If you’re like me, you’re probably wondering what in the world happened in Iowa? A shift similar to 2018 happened yet again, but this time, Ann Selzer – queen of Iowa polling – caught the shift. It’s obvious the winds shifted, but where in Iowa did it all occur? As mentioned in my first article for Elections Daily, it comes down to the Congressional Districts as distinct regions of Iowa.
Like I had predicted earlier, the 3rd District would be bluer than the 1st. What I failed to realize is that it would be the bluest district in the state. It now is the only federal office held by Democrats in the state. The population growth in Des Moines and its suburbs, combined with a suburban shift in Dallas and Polk counties, saved Representative Cindy Axne from losing in a rematch against former Representative David Young. However, Polk was the only county any federal Democrat won in this district. Dallas was a county that Greenfield and Biden would have needed to win in order to carry the state. This county, however, is only the beginning of the Iowa Democratic Party’s woes.
The Second District
The 2nd District is the top of the list in terms of frustration for Iowa Democrats. Biden only carried Johnson and Scott Counties, home to Iowa City and the Iowa portion of the Quad Cities, respectively. Meanwhile, Greenfield was only able to add Jefferson County, home to Ottumwa, in her total. In her losing effort to Representative Mariannette Miller-Meeks, Rita Hart was only able to carry all of the Greenfield counties in this district as well as her home county of Clinton.
This should have been an easy district for Democrats to win if they were going to be competitive statewide. Instead. It ended with losing the open seat to a perennial candidate against retiring incumbent Dave Loebsack, and Democrats failing to carry two Trump-Hubbell counties, Lee and Des Moines – all while also failing to carry a must-win statewide county, Muscatine. If there was any evidence that Selzer’s final poll of 2020 was spot on, it was along the Mississippi here in the 2nd District, and the heartbreaker district, the 1st.
The First District
The 1st District, what formerly was the most Democratic district on the Presidential level in 2016, lost its title. The Driftless Area, the quintessential home of the Obama-Trump voter, stayed red at the top of the ticket. Two key counties for Democrats, Dubuque and Winneshiek, home to Dubuque and the home of Election Twitter’s favourite state auditor, respectively, did not vote on the Presidential or Senate levels.

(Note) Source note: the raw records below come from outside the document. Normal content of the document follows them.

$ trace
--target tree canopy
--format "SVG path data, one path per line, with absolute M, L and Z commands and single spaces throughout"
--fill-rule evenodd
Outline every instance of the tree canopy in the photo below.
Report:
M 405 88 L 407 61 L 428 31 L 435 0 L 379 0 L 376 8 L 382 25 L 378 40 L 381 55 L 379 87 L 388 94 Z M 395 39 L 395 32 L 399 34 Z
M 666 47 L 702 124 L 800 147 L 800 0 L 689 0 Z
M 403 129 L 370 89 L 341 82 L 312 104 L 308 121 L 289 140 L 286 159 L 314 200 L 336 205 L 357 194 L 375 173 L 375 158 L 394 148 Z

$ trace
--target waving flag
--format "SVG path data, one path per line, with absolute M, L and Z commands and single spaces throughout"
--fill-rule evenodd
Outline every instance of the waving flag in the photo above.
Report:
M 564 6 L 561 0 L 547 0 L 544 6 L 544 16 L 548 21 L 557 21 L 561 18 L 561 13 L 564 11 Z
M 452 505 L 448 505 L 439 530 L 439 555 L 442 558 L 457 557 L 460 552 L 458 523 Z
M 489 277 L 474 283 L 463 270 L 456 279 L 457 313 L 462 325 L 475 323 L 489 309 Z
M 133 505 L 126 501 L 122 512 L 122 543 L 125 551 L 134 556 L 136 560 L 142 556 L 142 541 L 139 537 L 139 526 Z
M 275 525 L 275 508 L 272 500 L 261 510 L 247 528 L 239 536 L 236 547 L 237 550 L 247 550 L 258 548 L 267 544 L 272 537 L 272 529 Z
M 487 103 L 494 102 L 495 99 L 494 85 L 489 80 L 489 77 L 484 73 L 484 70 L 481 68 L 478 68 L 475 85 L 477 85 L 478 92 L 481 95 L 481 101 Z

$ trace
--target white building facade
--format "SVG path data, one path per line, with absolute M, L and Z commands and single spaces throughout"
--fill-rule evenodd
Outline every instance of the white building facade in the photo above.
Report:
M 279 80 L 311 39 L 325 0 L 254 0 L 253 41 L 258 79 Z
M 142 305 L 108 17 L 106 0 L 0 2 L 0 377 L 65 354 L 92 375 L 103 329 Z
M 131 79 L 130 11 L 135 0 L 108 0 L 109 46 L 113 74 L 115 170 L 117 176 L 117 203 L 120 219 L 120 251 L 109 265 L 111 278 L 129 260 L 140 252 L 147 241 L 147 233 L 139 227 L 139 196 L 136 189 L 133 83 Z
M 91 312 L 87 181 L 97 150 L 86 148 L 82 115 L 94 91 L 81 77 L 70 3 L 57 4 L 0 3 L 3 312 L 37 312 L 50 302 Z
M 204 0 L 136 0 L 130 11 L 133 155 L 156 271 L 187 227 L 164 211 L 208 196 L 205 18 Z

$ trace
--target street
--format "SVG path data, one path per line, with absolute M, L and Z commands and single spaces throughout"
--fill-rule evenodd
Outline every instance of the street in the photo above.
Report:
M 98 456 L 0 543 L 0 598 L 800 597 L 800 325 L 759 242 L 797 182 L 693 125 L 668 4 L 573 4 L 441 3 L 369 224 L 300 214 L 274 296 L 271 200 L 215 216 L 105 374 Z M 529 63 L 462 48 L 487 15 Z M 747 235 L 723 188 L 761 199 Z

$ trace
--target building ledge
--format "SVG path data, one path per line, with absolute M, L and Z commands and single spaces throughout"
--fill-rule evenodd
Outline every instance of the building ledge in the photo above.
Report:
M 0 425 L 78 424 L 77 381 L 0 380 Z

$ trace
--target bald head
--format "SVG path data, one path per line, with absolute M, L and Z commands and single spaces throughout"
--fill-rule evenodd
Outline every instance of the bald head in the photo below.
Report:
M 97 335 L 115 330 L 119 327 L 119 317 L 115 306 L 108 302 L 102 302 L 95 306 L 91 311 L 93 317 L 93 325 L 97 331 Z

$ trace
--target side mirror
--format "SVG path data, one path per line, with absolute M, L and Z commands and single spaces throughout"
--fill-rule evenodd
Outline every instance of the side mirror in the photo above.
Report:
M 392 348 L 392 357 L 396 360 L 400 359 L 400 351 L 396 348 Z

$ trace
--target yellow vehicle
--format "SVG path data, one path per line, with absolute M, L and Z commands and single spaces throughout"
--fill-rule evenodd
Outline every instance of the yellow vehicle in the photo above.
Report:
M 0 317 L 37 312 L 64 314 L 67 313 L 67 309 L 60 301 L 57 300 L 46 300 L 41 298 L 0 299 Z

Incumbent Representative Abby Finkenauer won Dubuque, but lost Winneshiek and the district to Republican Ashley Hinson. If there was any sign of Biden bringing the Obama coalition back to life, it would be in this district which had voted for the walking gaffe himself, Bruce Braley, in his doomed Senate run in 2014. However, that was not the case, as Biden’s margin in the district was worse than Clinton’s in 2016.
The Fourth District
Finally, we come to my home district, the 4th. The only bright light that shone from this district happened in June, when Steve King lost in the primary to now-Representative Randy Feenstra. While Biden did improve in parts of this district, he still got walloped by Trump. Cerro Gordo County, home to Mason City, which I had personally deemed the tipping point county for Democrats, did not perform as such. While Biden lost the county, Greenfield actually won it. Boone and Marshall Counties, home to Boone and Marshalltown, respectively, which I had expected to be won before Cerro Gordo, were not won by Biden, Greenfield, or the Democratic sacrificial lamb J. D. Scholten. Story County, home to the 2021 Fiesta Bowl Champion Iowa State Cyclones, was an island of blue in a sea of red. The only hope Democrats had here was to cut down the Republican margin, but there was no noticeable change from 2016 to 2020.
Downballot and Takeaways
Further downballot, Democrats had more issues. In the State House, Democrats had a net loss of six seats, but they managed to avoid losses in the State senate. This causes concerns for redistricting, as while there is an independent commision to draw maps, there is no constitutional provision that forces the legislature to approve those maps. It is quite possible that the Iowa Republican Party draws their own set of gerrymandered maps. If the Iowa Democrats were hoping for a comeback, a gerrymander is not going to help one bit.
So, what’s next for the Iowa Democratic Party? Trumpism has shown that the rural vote that Tom Harkin and Barack Obama would routinely win is hard for Democrats to regain. An example is the fact that Rob Sand is the only non-incumbent statewide Democrat elected in the State of Iowa since 2016. Sand is a native son of Decorah, located in the heart of the Driftless region. However, his local strength in this part of the state may not be there in a Biden midterm. The Iowa Democrats are going to be in the wilderness for a bit, and it may be quite a while before they’re a force in the state again.